The in vitro photocytotoxicity of pTHPP-loaded NPs against HT-29 colon cancer cells was evaluated by treating the cells with different formulations of drug-loaded NPs at increasing pTHPP concentration (equivalent to 2, 4 and 8 μg/mL) and incubation times (1, 3, 6, 12 and 24 h) before light irradiation.

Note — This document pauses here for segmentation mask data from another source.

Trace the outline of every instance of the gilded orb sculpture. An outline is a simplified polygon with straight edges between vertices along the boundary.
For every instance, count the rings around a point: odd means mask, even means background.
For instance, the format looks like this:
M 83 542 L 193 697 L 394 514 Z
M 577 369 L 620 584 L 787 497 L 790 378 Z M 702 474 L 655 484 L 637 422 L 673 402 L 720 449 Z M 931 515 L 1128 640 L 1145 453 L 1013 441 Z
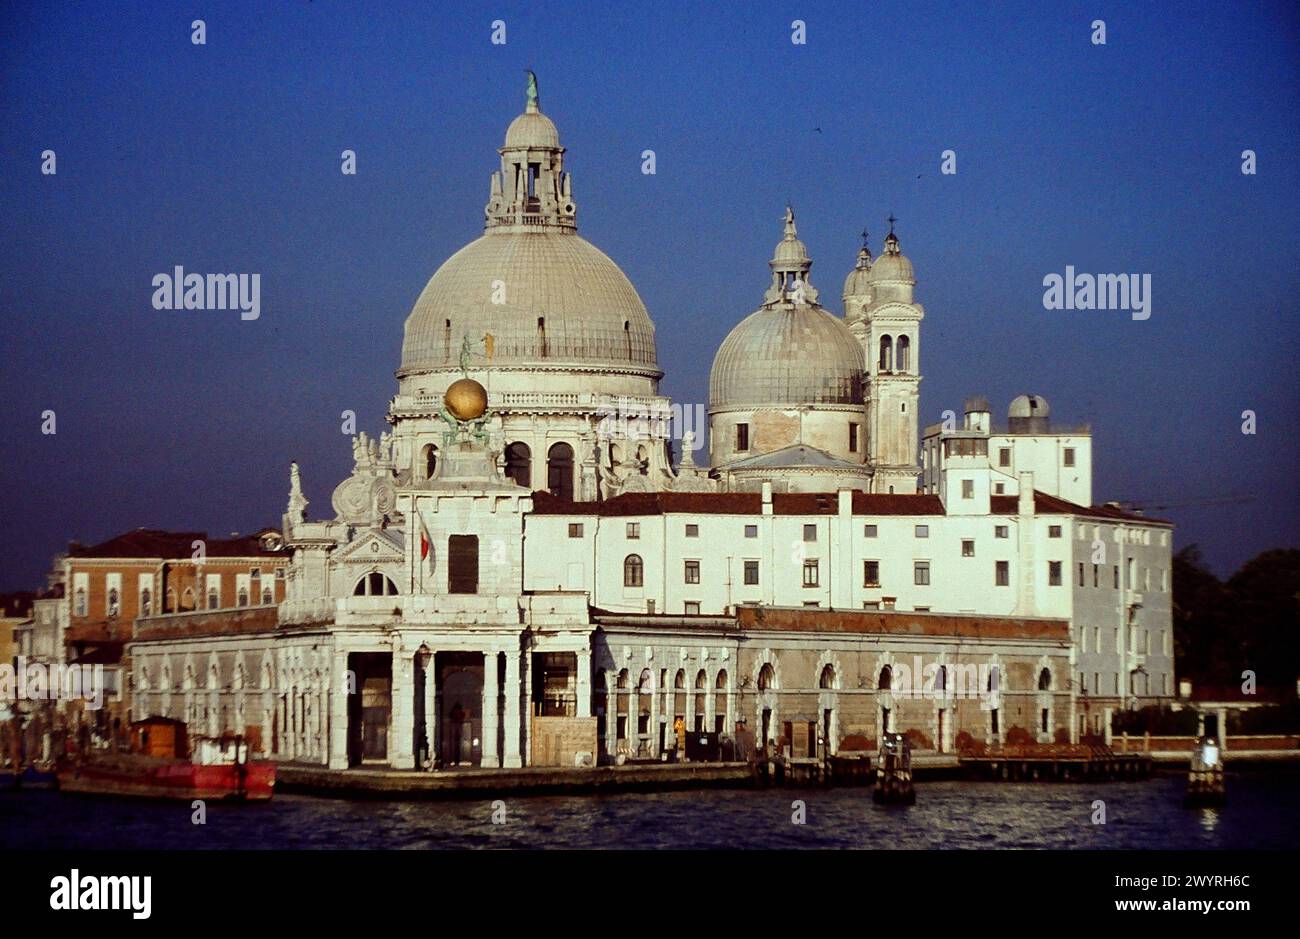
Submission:
M 459 378 L 447 388 L 443 401 L 456 420 L 477 420 L 487 410 L 487 389 L 472 378 Z

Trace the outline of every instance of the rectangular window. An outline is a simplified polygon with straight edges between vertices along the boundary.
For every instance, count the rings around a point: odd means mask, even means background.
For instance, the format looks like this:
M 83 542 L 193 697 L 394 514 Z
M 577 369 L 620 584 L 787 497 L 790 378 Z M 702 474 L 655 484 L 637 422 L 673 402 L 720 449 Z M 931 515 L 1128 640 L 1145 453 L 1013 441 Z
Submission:
M 758 562 L 745 562 L 745 586 L 754 587 L 758 585 Z
M 686 562 L 686 583 L 698 584 L 699 582 L 700 582 L 700 562 L 687 561 Z
M 929 538 L 929 537 L 930 537 L 930 526 L 929 526 L 929 525 L 917 525 L 914 534 L 915 534 L 916 537 L 918 537 L 918 538 Z
M 742 451 L 749 449 L 749 425 L 748 424 L 736 425 L 736 449 Z
M 1011 585 L 1011 562 L 997 561 L 993 565 L 993 584 L 996 587 Z
M 912 562 L 912 582 L 918 587 L 927 587 L 930 584 L 930 562 L 913 561 Z
M 254 580 L 260 580 L 262 577 L 262 569 L 260 567 L 250 567 L 248 569 L 248 576 L 252 577 Z
M 1079 586 L 1084 586 L 1083 562 L 1079 562 Z
M 803 527 L 803 540 L 804 540 L 804 541 L 816 541 L 816 540 L 817 540 L 817 526 L 816 526 L 816 525 L 805 525 L 805 526 Z
M 686 615 L 687 615 L 687 616 L 699 616 L 699 615 L 700 615 L 700 601 L 698 601 L 698 600 L 687 600 L 687 601 L 686 601 Z
M 1006 483 L 994 483 L 994 484 L 993 484 L 993 494 L 994 494 L 995 496 L 1000 496 L 1000 495 L 1004 494 L 1006 491 L 1007 491 L 1007 484 L 1006 484 Z
M 880 586 L 880 562 L 879 561 L 862 562 L 862 586 L 864 587 Z
M 569 522 L 569 537 L 570 538 L 582 537 L 582 522 Z
M 961 540 L 961 556 L 964 558 L 973 558 L 975 556 L 974 538 L 963 538 Z
M 1084 676 L 1083 672 L 1080 672 L 1080 673 L 1079 673 L 1079 691 L 1081 691 L 1083 694 L 1087 694 L 1087 693 L 1088 693 L 1088 683 L 1084 680 L 1084 678 L 1085 678 L 1085 676 Z
M 1006 525 L 995 525 L 995 526 L 993 526 L 993 537 L 994 537 L 994 538 L 1005 538 L 1005 537 L 1007 537 L 1007 526 L 1006 526 Z
M 817 576 L 817 561 L 803 562 L 803 585 L 805 587 L 816 587 L 819 583 Z
M 1049 587 L 1061 586 L 1061 562 L 1060 561 L 1047 562 L 1047 586 Z
M 1100 565 L 1100 564 L 1094 564 L 1094 565 L 1092 565 L 1092 585 L 1093 585 L 1094 587 L 1096 587 L 1096 586 L 1098 585 L 1097 576 L 1098 576 L 1098 574 L 1100 574 L 1100 572 L 1101 572 L 1101 565 Z
M 1074 447 L 1065 448 L 1065 465 L 1066 466 L 1074 465 Z
M 757 538 L 757 537 L 758 537 L 758 526 L 757 526 L 757 525 L 746 525 L 746 526 L 745 526 L 745 537 L 746 537 L 746 538 Z
M 1011 448 L 998 447 L 998 466 L 1011 465 Z
M 849 452 L 858 452 L 858 425 L 849 424 Z
M 700 537 L 700 526 L 699 526 L 699 525 L 687 525 L 687 526 L 686 526 L 686 537 L 687 537 L 687 538 L 698 538 L 698 537 Z
M 1119 589 L 1119 565 L 1118 564 L 1112 564 L 1110 566 L 1110 574 L 1111 574 L 1111 580 L 1114 581 L 1112 586 L 1114 587 L 1114 589 L 1118 590 Z
M 862 537 L 863 537 L 863 538 L 874 538 L 874 537 L 876 537 L 876 526 L 875 526 L 875 525 L 864 525 L 864 526 L 862 527 Z
M 975 480 L 963 479 L 961 481 L 961 497 L 963 499 L 975 498 Z
M 640 537 L 641 537 L 641 523 L 640 523 L 640 522 L 628 522 L 628 523 L 627 523 L 627 536 L 628 536 L 629 538 L 640 538 Z
M 1101 652 L 1101 627 L 1100 626 L 1094 626 L 1092 629 L 1092 651 Z M 1097 683 L 1095 681 L 1092 683 L 1092 687 L 1094 689 L 1097 687 Z
M 863 600 L 863 601 L 862 601 L 862 609 L 864 609 L 864 610 L 878 610 L 878 609 L 880 609 L 880 601 L 879 601 L 879 600 Z
M 478 535 L 447 539 L 447 592 L 478 593 Z
M 1060 538 L 1060 537 L 1061 537 L 1061 526 L 1060 526 L 1060 525 L 1048 525 L 1048 526 L 1047 526 L 1047 537 L 1048 537 L 1048 538 Z
M 928 606 L 914 606 L 914 607 L 912 607 L 912 612 L 913 612 L 913 613 L 929 613 L 929 612 L 930 612 L 930 608 L 929 608 Z

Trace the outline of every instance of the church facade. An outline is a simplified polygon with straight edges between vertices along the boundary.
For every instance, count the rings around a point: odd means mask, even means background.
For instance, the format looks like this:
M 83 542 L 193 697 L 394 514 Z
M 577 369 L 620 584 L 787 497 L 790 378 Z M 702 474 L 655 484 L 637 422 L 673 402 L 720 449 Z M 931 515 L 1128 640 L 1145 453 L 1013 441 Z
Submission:
M 407 319 L 391 426 L 313 518 L 283 598 L 143 615 L 132 717 L 346 769 L 666 758 L 744 724 L 799 757 L 1077 741 L 1171 696 L 1171 527 L 1091 505 L 1091 438 L 1039 396 L 918 426 L 916 277 L 892 227 L 824 307 L 787 208 L 759 308 L 682 441 L 654 325 L 577 233 L 530 82 L 483 235 Z M 611 414 L 617 420 L 609 420 Z

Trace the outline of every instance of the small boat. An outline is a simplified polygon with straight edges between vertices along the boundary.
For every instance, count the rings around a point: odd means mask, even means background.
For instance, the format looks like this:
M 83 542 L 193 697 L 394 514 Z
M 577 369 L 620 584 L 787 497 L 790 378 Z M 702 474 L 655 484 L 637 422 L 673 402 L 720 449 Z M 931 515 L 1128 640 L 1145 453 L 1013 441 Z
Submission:
M 264 801 L 275 764 L 250 760 L 243 737 L 196 738 L 183 721 L 150 717 L 131 725 L 131 751 L 92 753 L 59 769 L 62 792 L 150 799 Z
M 884 805 L 915 805 L 912 787 L 912 748 L 902 734 L 887 733 L 880 745 L 880 767 L 876 770 L 875 802 Z
M 1183 806 L 1189 809 L 1219 808 L 1228 804 L 1228 785 L 1223 773 L 1223 756 L 1213 737 L 1202 737 L 1192 754 L 1187 771 Z

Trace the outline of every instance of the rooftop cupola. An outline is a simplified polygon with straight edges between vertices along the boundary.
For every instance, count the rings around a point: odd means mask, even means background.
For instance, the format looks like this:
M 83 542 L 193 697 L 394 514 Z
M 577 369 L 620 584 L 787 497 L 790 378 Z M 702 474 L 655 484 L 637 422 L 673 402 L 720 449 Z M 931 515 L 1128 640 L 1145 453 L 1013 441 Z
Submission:
M 794 209 L 785 207 L 785 234 L 777 242 L 772 260 L 772 286 L 763 296 L 763 304 L 795 303 L 815 306 L 817 290 L 808 282 L 808 272 L 812 269 L 812 260 L 808 249 L 799 240 L 798 229 L 794 226 Z
M 888 300 L 911 303 L 912 288 L 916 286 L 916 272 L 912 269 L 912 262 L 898 247 L 898 236 L 894 234 L 896 221 L 892 215 L 889 217 L 889 234 L 885 236 L 884 253 L 876 258 L 868 275 L 873 299 L 877 303 Z
M 871 299 L 871 249 L 867 247 L 867 232 L 862 231 L 862 248 L 858 251 L 857 263 L 849 276 L 844 278 L 844 316 L 846 319 L 860 319 L 863 309 Z
M 560 132 L 541 111 L 537 76 L 528 73 L 524 113 L 510 122 L 501 169 L 492 174 L 487 229 L 560 228 L 577 230 L 577 206 L 564 172 Z

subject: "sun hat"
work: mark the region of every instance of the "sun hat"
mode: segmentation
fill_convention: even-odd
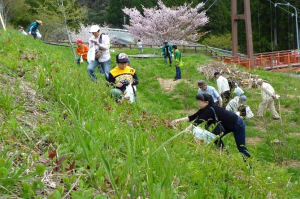
[[[35,20],[39,25],[43,26],[43,22],[41,20]]]
[[[204,80],[200,80],[200,81],[198,82],[198,86],[199,86],[199,87],[206,86],[206,85],[207,85],[207,83],[206,83],[206,81],[204,81]]]
[[[98,25],[92,25],[90,28],[90,33],[98,32],[99,30],[100,30],[100,27]]]
[[[76,44],[79,44],[79,43],[82,43],[82,40],[78,39],[78,40],[76,41]]]
[[[247,101],[247,97],[245,95],[241,96],[242,103],[245,104]]]
[[[129,62],[128,55],[126,55],[125,53],[119,53],[116,56],[116,61],[118,63],[127,63]]]

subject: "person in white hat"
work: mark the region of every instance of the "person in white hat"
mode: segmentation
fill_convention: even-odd
[[[110,71],[110,39],[108,35],[100,34],[100,27],[98,25],[92,25],[90,28],[90,33],[93,34],[89,39],[89,49],[95,48],[96,54],[100,52],[99,58],[95,58],[94,61],[91,61],[87,67],[87,72],[92,78],[93,81],[97,80],[95,76],[95,68],[100,64],[101,68],[99,68],[99,72],[104,73],[105,79],[108,79],[109,71]]]
[[[274,106],[274,99],[277,99],[274,88],[264,82],[262,79],[258,79],[256,83],[260,86],[262,102],[258,106],[257,116],[263,117],[266,107],[268,107],[273,115],[274,120],[280,120],[280,117]]]

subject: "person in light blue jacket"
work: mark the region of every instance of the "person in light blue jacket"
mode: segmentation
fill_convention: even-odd
[[[34,39],[37,37],[39,25],[43,26],[43,22],[41,20],[36,20],[35,22],[32,22],[27,29],[28,34],[31,34]]]

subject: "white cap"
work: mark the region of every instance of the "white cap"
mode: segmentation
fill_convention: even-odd
[[[256,80],[256,83],[262,82],[263,80],[261,78]]]
[[[100,27],[98,25],[92,25],[90,28],[90,33],[98,32],[98,30],[100,30]]]

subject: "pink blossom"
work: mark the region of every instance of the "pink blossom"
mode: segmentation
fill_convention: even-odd
[[[172,44],[197,41],[204,33],[198,31],[208,23],[205,11],[198,13],[204,6],[199,3],[195,8],[190,4],[179,7],[166,7],[161,0],[154,8],[143,8],[143,15],[136,8],[125,7],[123,12],[130,17],[130,25],[125,25],[134,39],[144,44],[161,45],[164,41]]]

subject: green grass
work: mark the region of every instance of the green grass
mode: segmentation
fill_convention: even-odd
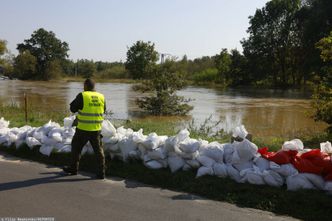
[[[69,116],[69,112],[50,110],[46,113],[29,106],[27,116],[28,118],[26,122],[24,108],[19,107],[17,104],[0,106],[0,117],[10,121],[9,127],[21,127],[24,125],[39,127],[47,123],[49,120],[63,124],[63,119],[64,117]]]

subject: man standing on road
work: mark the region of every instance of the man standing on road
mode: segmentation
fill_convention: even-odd
[[[95,82],[92,79],[86,79],[84,91],[79,93],[70,103],[70,111],[77,112],[78,115],[76,132],[71,142],[71,164],[63,168],[67,174],[77,174],[81,151],[84,145],[90,141],[98,162],[97,178],[104,179],[105,156],[100,136],[105,110],[104,95],[95,91]]]

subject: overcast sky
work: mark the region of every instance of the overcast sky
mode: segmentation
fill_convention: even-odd
[[[69,44],[69,58],[125,61],[127,47],[151,41],[160,53],[193,59],[242,51],[248,16],[267,0],[1,0],[0,39],[16,46],[44,28]]]

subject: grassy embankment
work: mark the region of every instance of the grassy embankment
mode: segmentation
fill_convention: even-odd
[[[62,122],[64,113],[40,113],[35,111],[29,118],[29,125],[42,126],[48,120]],[[10,120],[10,127],[25,125],[23,110],[17,107],[2,107],[0,117]],[[117,123],[118,124],[118,123]],[[139,128],[144,129],[144,134],[156,132],[159,135],[174,135],[179,129],[177,124],[163,122],[161,120],[137,120],[122,122],[127,128],[135,131]],[[120,126],[118,124],[117,126]],[[191,137],[219,140],[226,142],[228,137],[207,138],[203,133],[196,131]],[[327,134],[320,136],[306,137],[304,142],[318,143],[328,140]],[[258,146],[270,146],[279,149],[283,140],[281,138],[272,139],[269,144],[260,144],[259,138],[254,138]],[[39,153],[38,148],[32,151],[23,145],[16,149],[0,147],[0,150],[9,154],[47,163],[56,166],[63,166],[69,161],[69,154],[53,152],[50,157]],[[106,156],[108,154],[106,153]],[[107,175],[118,176],[124,179],[134,179],[145,184],[150,184],[160,188],[183,191],[186,193],[198,194],[209,199],[225,201],[241,207],[249,207],[274,212],[278,215],[288,215],[303,220],[329,220],[332,215],[332,198],[321,191],[302,190],[297,192],[286,191],[285,186],[274,188],[269,186],[255,186],[250,184],[239,184],[228,178],[218,178],[204,176],[196,179],[196,171],[180,171],[172,174],[169,169],[150,170],[141,162],[132,161],[123,163],[118,160],[110,160],[107,157]],[[80,164],[81,170],[95,172],[96,161],[93,155],[84,155]]]

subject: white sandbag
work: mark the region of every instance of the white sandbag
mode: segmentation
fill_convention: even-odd
[[[7,133],[0,136],[0,144],[7,143]]]
[[[197,160],[200,162],[200,164],[202,164],[205,167],[212,167],[213,164],[216,163],[216,161],[211,159],[210,157],[201,156],[201,155],[197,157]]]
[[[142,144],[147,150],[154,150],[160,145],[160,141],[160,137],[156,133],[151,133]]]
[[[43,144],[43,145],[40,146],[39,152],[43,155],[50,156],[51,153],[52,153],[53,148],[54,147],[51,146],[51,145]]]
[[[4,136],[4,135],[6,135],[9,131],[10,131],[10,129],[7,128],[7,127],[5,127],[5,128],[0,128],[0,136]]]
[[[137,144],[129,138],[124,138],[117,143],[119,145],[119,149],[122,155],[122,160],[124,162],[127,161],[128,155],[130,151],[137,150]]]
[[[113,153],[120,153],[119,143],[109,144],[109,151]]]
[[[13,133],[12,131],[10,131],[7,135],[6,135],[6,146],[10,146],[12,145],[12,143],[15,143],[15,141],[17,140],[17,135],[15,133]]]
[[[52,133],[50,138],[52,138],[56,142],[62,142],[62,135],[59,132]]]
[[[201,177],[201,176],[205,176],[205,175],[213,175],[213,169],[211,167],[205,167],[202,166],[198,169],[197,174],[196,174],[196,178]]]
[[[57,143],[57,141],[52,138],[44,136],[41,140],[41,143],[43,145],[45,144],[45,145],[49,145],[49,146],[54,146]]]
[[[324,190],[325,190],[328,194],[332,195],[332,181],[327,181],[327,182],[325,182]]]
[[[129,137],[134,133],[134,131],[131,128],[126,129],[121,126],[116,129],[116,133],[118,133],[121,137]]]
[[[257,166],[261,172],[264,170],[270,169],[270,161],[267,159],[264,159],[263,157],[256,157],[253,160],[255,166]]]
[[[85,155],[85,154],[93,154],[93,148],[91,147],[91,144],[88,142],[82,149],[81,154]]]
[[[235,169],[232,165],[226,165],[226,166],[227,166],[227,174],[228,174],[228,176],[232,180],[235,180],[238,183],[243,183],[243,181],[241,181],[240,172],[237,169]]]
[[[248,135],[248,131],[246,130],[244,125],[240,125],[240,126],[237,126],[236,128],[234,128],[232,136],[245,139],[247,135]]]
[[[72,115],[72,116],[69,116],[69,117],[65,117],[65,118],[63,119],[63,126],[64,126],[65,128],[70,128],[70,127],[72,127],[75,118],[76,118],[75,115]]]
[[[175,136],[172,136],[172,137],[168,137],[165,141],[165,148],[166,148],[166,151],[167,152],[174,152],[175,149],[175,145],[177,145],[177,138]]]
[[[293,139],[291,141],[285,141],[282,145],[282,150],[303,150],[303,143],[300,139]]]
[[[138,150],[132,150],[128,153],[128,158],[138,160],[140,158],[140,153]]]
[[[301,173],[301,175],[307,178],[314,185],[316,189],[319,190],[324,189],[325,181],[323,177],[313,173]]]
[[[254,163],[253,163],[253,161],[241,161],[239,163],[233,163],[232,165],[238,171],[241,171],[241,170],[252,169],[254,166]]]
[[[66,145],[62,146],[62,148],[59,149],[58,152],[60,152],[60,153],[69,153],[69,152],[71,152],[71,145],[66,144]]]
[[[185,152],[180,152],[178,153],[180,157],[182,157],[184,160],[193,160],[196,159],[199,155],[198,151],[193,152],[193,153],[185,153]]]
[[[103,120],[101,124],[101,135],[103,137],[112,137],[116,133],[116,129],[109,120]]]
[[[66,145],[67,145],[67,144],[71,144],[72,140],[73,140],[72,137],[67,137],[67,138],[63,137],[63,139],[62,139],[62,143],[63,143],[63,144],[66,144]]]
[[[232,163],[234,146],[231,143],[223,144],[224,150],[224,163],[230,164]]]
[[[227,166],[226,166],[226,164],[223,164],[223,163],[213,164],[213,172],[214,172],[214,175],[216,175],[218,177],[222,177],[222,178],[225,178],[228,175]]]
[[[52,122],[51,120],[44,124],[40,129],[43,131],[44,134],[48,134],[53,128],[60,128],[60,124],[56,122]]]
[[[186,160],[186,163],[193,169],[198,169],[201,166],[198,160]]]
[[[234,141],[232,145],[234,147],[232,163],[250,161],[257,155],[258,148],[256,144],[247,139],[244,139],[241,142]]]
[[[179,148],[185,153],[196,152],[200,147],[200,142],[196,139],[187,138],[179,143]]]
[[[286,179],[287,190],[316,189],[315,186],[302,173],[289,176]]]
[[[296,175],[299,171],[293,166],[293,164],[276,164],[275,162],[270,161],[271,170],[279,173],[283,177],[288,177],[292,175]]]
[[[178,142],[182,142],[185,139],[189,138],[189,135],[190,135],[189,131],[187,129],[183,129],[176,135],[176,137]]]
[[[327,154],[332,154],[332,146],[329,141],[320,143],[320,151]]]
[[[47,136],[43,132],[43,130],[39,128],[38,130],[35,130],[35,132],[33,133],[33,137],[42,142],[42,140],[45,139],[45,137]]]
[[[74,134],[75,134],[75,128],[66,128],[63,130],[63,137],[64,138],[73,138]]]
[[[157,161],[163,166],[163,168],[167,168],[168,167],[167,158],[166,159],[162,159],[162,160],[157,160]]]
[[[176,154],[168,156],[167,162],[172,173],[175,173],[176,171],[181,169],[185,164],[185,161]]]
[[[269,186],[281,187],[284,184],[284,178],[273,170],[264,170],[263,179]]]
[[[149,169],[154,169],[154,170],[157,170],[157,169],[161,169],[163,168],[163,165],[161,165],[161,163],[159,163],[158,161],[156,160],[150,160],[148,162],[146,162],[144,164],[147,168]]]
[[[0,118],[0,129],[8,128],[9,121],[6,121],[3,117]]]
[[[240,171],[241,181],[254,185],[264,185],[263,173],[258,168],[251,168]]]
[[[157,148],[152,151],[148,151],[148,156],[153,160],[161,160],[167,157],[165,148]]]
[[[200,148],[200,155],[207,156],[218,163],[224,162],[223,145],[218,142],[211,142]]]
[[[192,168],[189,164],[185,164],[183,167],[182,167],[182,170],[183,171],[190,171]]]
[[[20,148],[23,143],[25,143],[25,139],[24,140],[23,139],[17,139],[15,141],[15,147],[16,147],[16,149]]]
[[[139,129],[137,132],[133,132],[132,139],[135,143],[140,144],[143,143],[148,136],[143,134],[143,129]]]
[[[34,146],[39,146],[41,143],[34,137],[25,138],[25,143],[32,149]]]
[[[104,144],[116,144],[117,142],[119,142],[120,140],[120,137],[118,134],[115,134],[114,136],[112,137],[103,137],[101,139],[101,141],[104,143]]]

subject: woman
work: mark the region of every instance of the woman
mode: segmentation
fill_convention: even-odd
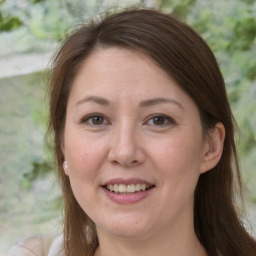
[[[64,198],[63,243],[49,255],[256,255],[233,202],[224,81],[181,21],[128,10],[70,35],[53,67],[49,131]]]

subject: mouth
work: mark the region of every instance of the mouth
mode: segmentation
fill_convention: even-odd
[[[115,194],[135,194],[142,191],[153,189],[155,185],[148,185],[145,183],[138,184],[108,184],[103,188]]]
[[[156,185],[137,178],[114,178],[102,184],[101,187],[114,203],[128,205],[149,197]]]

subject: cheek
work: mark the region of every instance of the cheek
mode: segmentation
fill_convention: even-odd
[[[197,136],[196,136],[197,137]],[[172,193],[193,192],[200,175],[201,137],[176,136],[154,145],[154,165],[167,190]],[[153,153],[153,152],[152,152]],[[169,191],[170,192],[170,191]]]
[[[85,136],[69,136],[65,140],[65,157],[72,191],[85,212],[93,209],[98,175],[104,161],[104,148]],[[93,199],[93,200],[92,200]]]
[[[83,133],[65,134],[65,158],[68,161],[70,178],[91,182],[96,176],[105,157],[106,149],[102,141],[95,140]],[[89,176],[89,177],[88,177]]]
[[[156,142],[151,146],[154,149],[155,159],[159,159],[159,163],[162,162],[166,166],[183,168],[187,165],[191,167],[189,169],[194,169],[202,160],[203,145],[202,139],[192,139],[192,137],[193,135],[191,137],[177,135],[161,143]]]

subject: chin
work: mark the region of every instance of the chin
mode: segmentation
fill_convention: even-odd
[[[120,221],[114,218],[112,223],[109,220],[107,225],[101,225],[101,228],[96,225],[96,227],[97,230],[104,229],[105,232],[124,239],[131,239],[135,237],[138,239],[140,237],[144,237],[150,230],[149,223],[147,224],[145,219],[143,222],[141,221],[141,218],[139,220],[124,220],[125,217],[123,217]]]

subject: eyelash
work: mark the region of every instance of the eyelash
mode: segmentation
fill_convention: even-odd
[[[93,118],[100,118],[103,123],[100,123],[100,124],[94,124],[92,123],[93,122]],[[163,124],[159,124],[159,125],[156,125],[154,123],[149,123],[150,121],[154,122],[154,118],[163,118],[162,121],[164,121]],[[101,125],[109,125],[111,124],[105,117],[104,115],[102,114],[99,114],[99,113],[93,113],[93,114],[90,114],[84,118],[81,119],[80,123],[82,124],[88,124],[88,125],[91,125],[91,126],[101,126]],[[149,116],[147,118],[147,120],[143,123],[145,125],[150,125],[150,126],[159,126],[159,127],[166,127],[168,125],[175,125],[176,122],[174,121],[174,119],[170,116],[167,116],[167,115],[164,115],[164,114],[153,114],[151,116]]]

After irradiation at a dose of 6 J/cm2, the increase in % cell death induced by pTHPP-loaded NPs was found to be time- and concentration-dependent, and a similar pattern of cell death was observed in all the formulations tested (Fig. 5a–d). The photocytotoxicity of all formulations gradually increased as the incubation time increased. These results correlate well with the release profile of pTHPP (Fig. 3). The highest photocytotoxic effect of all the test formulations, resulting in 93–94 % cell death, was observed at 8 μg/mL equivalent pTHPP concentration and after 24 h incubation before light irradiation. The delayed photocytotoxicity of pTHPP-loaded NPs compared with free pTHPP could be explained by the difference between passive diffusion of free pTHPP aided by adding DMSO, and the requirement for cellular uptake process of NPs that requires time to allow degradation of polymers for releasing the loaded pTHPP into cytoplasm. Previous studies also demonstrated the delayed cytotoxicity of drug-loaded NPs, particularly made with PHA polymers, compared with the free drug. For instance, death of HeLa cells treated with free doxorubicin were observed at 24 h, while the comparable cytotoxicity of doxorubicin encapsulated in the P(HB-6.5HV) particles was found at 72 h [62]. Similarly, a 2 day delay of cytotoxic effect of paclitaxel-containing P(HB-12HV) NPs (1 μM paclitaxel) was observed in Ishikawa cells to free drug [36].

Fig. 5
figure 5

Percentage of cell viability of HT-29 cells treated with various formulations of pTHPP-loaded PHA nanoparticles; a pTHPP:P(HB-12HV):low, b pTHPP:P(HB-50HV):low, c pTHPP:P(HB-12HV):high and d pTHPP:P(HB-50HV):high, at equivalent drug dose of 2, 4 and 8 μg/mL. Cells were incubated the pTHPP-loaded nanoparticles for 1–24 h before light irradiation. MTT assay was performed at 24 h after light irradiation at a dose of 6 J/cm2. Values represent mean ± SD of three independent sets of experiments

Interestingly, there might be a difference in terms of the delayed cytotoxic effect in PHA drug delivery system when compared to PLGA polymer system. While our PHA NPs show a delayed effect, the previously study reported that pTHPP-loaded PLGA NPs required relatively short incubation time (i.e., 30–60 min) to induce satisfactory photodynamic damage on EMT-6 tumor cells [63]. One possible explanation can be the slower in vitro degradation of our PHAs over the PLGA polymer systems that might be due to the molecular weight differences [64, 65]. The molecular weight of the PHAs used here (i.e., 105–106 g/mol) is higher than other aliphatic polyesters, such as PLGA or PLA (i.e., 103–104 g/mol), which are often used to prepare drug-loaded NPs with faster release rates [66, 67]. Still, the delayed PDT effect of PHA NP system might offer an advantage for using the NPs in vivo, since they might prevent too early release and subsequent degradation/clearance of the anti-cancer drug before reaching the tumor sites, thus preventing the drug from interacting with normal tissues, and reducing systemic side effects.

4 Conclusion

Here, we successfully formulated and characterized different PHA polymeric NPs for delivery of a hydrophobic PS, pTHPP for PDT. A modified emulsification-solvent diffusion method was employed to prepare pTHPP-loaded PHA NPs in the range of 169.0–211.2 nm with different % drug loading. An effect of HV monomer content on the mean particle size and drug loading could be observed, however only when formulated with low Mw PVA. The release profiles of PHA NPs were evaluated using the Korsmeyer–Peppas model and found to follow diffusion-based drug release. The pTHPP-loaded PHA NPs showed high photocytotoxicity against HT-29 cancer cells, especially after longer incubation time (i.e., 24 h). Our results show PHA NPs as promising vehicles for delivery of hydrophobic PS drugs with potential application in PDT.